Exploring the BRFSS data

Setup

Load packages

library(ggplot2)
library(dplyr)

Load data

Make sure your data and R Markdown files are in the same directory. When loaded your data file will be called brfss2013. Delete this note when before you submit your work.

load("/Users/kgarimella/Datasciencecoursera/introductiontoprobailityanddata-master/brfss2013.RData")

Part 1: Data

This entire sample is subject to non-response bias; all the collected data comes from people who where willing to answer the phone and finish a very long survey.

It is not a great representation of the general population, but the sample size is useful to find statistical significance to even small differences.

For computing capabilities, we will refer to the data collected in the state of California only.

df = brfss2013
rm(brfss2013)                             # get rid of long name

df = df[20000:40000,]                     # trimming data, no CA rows deleted
df = tbl_df(df)

## Warning: `tbl_df()` is deprecated as of dplyr 1.0.0.
## Please use `tibble::as_tibble()` instead.
## This warning is displayed once every 8 hours.
## Call `lifecycle::last_warnings()` to see where this warning was generated.

df = filter(df, X_state=="California")    # subsetting for CA state only

dim(df)

## [1] 11518   330

Due to the fact that this has been collected retrospectively we can only imply CORRELATIONS not CAUSALITY.

Part 2: Research questions

Research quesion 1: What are the statistical characteristics of the estimaged age-gender specific maximum oxygen consumption? Does it follow a normal distribution?

variable: $maxvo2_ (continuous) in ml/min/kg

Research quesion 2: Does a correlation exist between the hours slept each night and reported days with poor physical health or poor mental health in the last 30 days?

explanatory variable: sleptim1 in hours

response variables: physhlth and menthlth in days

  all of these variables are continuous

Research quesion 3: Does a correlation exist between the body mass index (BMI) of the individual answering the survey and having a high blood cholesterol or having a heart attack?

explanatory variable: _bmi5 (continuous) computed by researchers in kg/m^2

response variables: toldhi2 and cvdinfr4

  both response variables are discrete

Part 3: Exploratory data analysis

####Research quesion 1: What are the statistical characteristics of the estimaged age-gender specific maximum oxygen consumption? Does it follow a normal distribution?
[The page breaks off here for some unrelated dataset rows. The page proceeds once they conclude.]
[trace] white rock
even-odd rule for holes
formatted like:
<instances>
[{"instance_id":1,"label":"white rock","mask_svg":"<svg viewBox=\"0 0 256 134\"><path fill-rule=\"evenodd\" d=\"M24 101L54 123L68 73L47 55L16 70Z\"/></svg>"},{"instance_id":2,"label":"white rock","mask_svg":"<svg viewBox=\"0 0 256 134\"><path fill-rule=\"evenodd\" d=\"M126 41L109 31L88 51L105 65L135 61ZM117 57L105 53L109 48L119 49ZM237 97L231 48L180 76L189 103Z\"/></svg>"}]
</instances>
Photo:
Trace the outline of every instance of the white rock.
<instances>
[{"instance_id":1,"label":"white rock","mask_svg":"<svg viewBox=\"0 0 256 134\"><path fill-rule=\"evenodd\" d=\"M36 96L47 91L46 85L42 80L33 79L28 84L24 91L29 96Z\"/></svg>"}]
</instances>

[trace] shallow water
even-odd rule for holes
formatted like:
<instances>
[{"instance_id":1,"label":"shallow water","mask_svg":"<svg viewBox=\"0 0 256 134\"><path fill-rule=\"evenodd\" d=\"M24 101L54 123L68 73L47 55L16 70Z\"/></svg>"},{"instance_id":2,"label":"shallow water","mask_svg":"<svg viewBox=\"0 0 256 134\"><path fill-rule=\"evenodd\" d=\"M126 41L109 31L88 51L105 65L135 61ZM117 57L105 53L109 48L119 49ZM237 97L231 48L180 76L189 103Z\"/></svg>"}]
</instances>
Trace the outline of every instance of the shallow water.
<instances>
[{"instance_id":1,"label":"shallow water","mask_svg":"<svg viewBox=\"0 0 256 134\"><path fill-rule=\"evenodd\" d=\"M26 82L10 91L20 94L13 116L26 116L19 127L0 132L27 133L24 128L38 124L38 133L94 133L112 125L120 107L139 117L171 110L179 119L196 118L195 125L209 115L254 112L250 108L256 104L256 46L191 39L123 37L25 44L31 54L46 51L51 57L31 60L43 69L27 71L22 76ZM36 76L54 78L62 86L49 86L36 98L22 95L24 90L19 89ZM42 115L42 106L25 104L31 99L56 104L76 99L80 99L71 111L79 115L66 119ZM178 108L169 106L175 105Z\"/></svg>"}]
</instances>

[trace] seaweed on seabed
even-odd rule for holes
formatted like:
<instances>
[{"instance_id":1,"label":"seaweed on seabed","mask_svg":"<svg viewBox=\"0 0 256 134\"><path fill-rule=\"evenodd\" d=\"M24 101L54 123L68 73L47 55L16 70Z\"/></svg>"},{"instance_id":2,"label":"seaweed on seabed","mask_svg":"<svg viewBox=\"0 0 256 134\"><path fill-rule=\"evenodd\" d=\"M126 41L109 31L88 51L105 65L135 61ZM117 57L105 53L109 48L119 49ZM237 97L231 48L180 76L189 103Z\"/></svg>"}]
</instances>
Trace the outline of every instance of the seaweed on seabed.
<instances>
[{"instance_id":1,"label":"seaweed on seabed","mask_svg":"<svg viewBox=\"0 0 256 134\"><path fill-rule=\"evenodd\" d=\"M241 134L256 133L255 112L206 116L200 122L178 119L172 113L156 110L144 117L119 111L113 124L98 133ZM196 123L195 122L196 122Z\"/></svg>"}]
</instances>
The last two digits of this variable are implied decimal places, before doing anything this corrects to the units: ml/min/kg

df$maxvo2_ = as.numeric(df$maxvo2_)/100

We will now get some descritptive statistics on the computed measurement.

summary(df$maxvo2_)

##    Min. 1st Qu.  Median    Mean 3rd Qu.    Max.    NA's 
##    5.55   23.70   29.75   30.31   36.90   50.10      10

sd(df$maxvo2_, na.rm=TRUE)

## [1] 8.697629

Next some exploratory graphs

maxvo2 = ggplot(df, aes(x=maxvo2_)) + theme_bw() + 
          geom_histogram(binwidth=2, alpha=0.5, aes(y=..density..), fill="lightblue", col="grey") +
           stat_function(fun=dnorm, args=list(mean=30.31, sd=8.7), col="red") +
            geom_rug() + 
             labs(title="Distribution of VO2 max in California Population",
                  x="VO2 max (ml O2/min/kg)",
                  y="Frequency")
maxvo2

## Warning: Removed 10 rows containing non-finite values (stat_bin).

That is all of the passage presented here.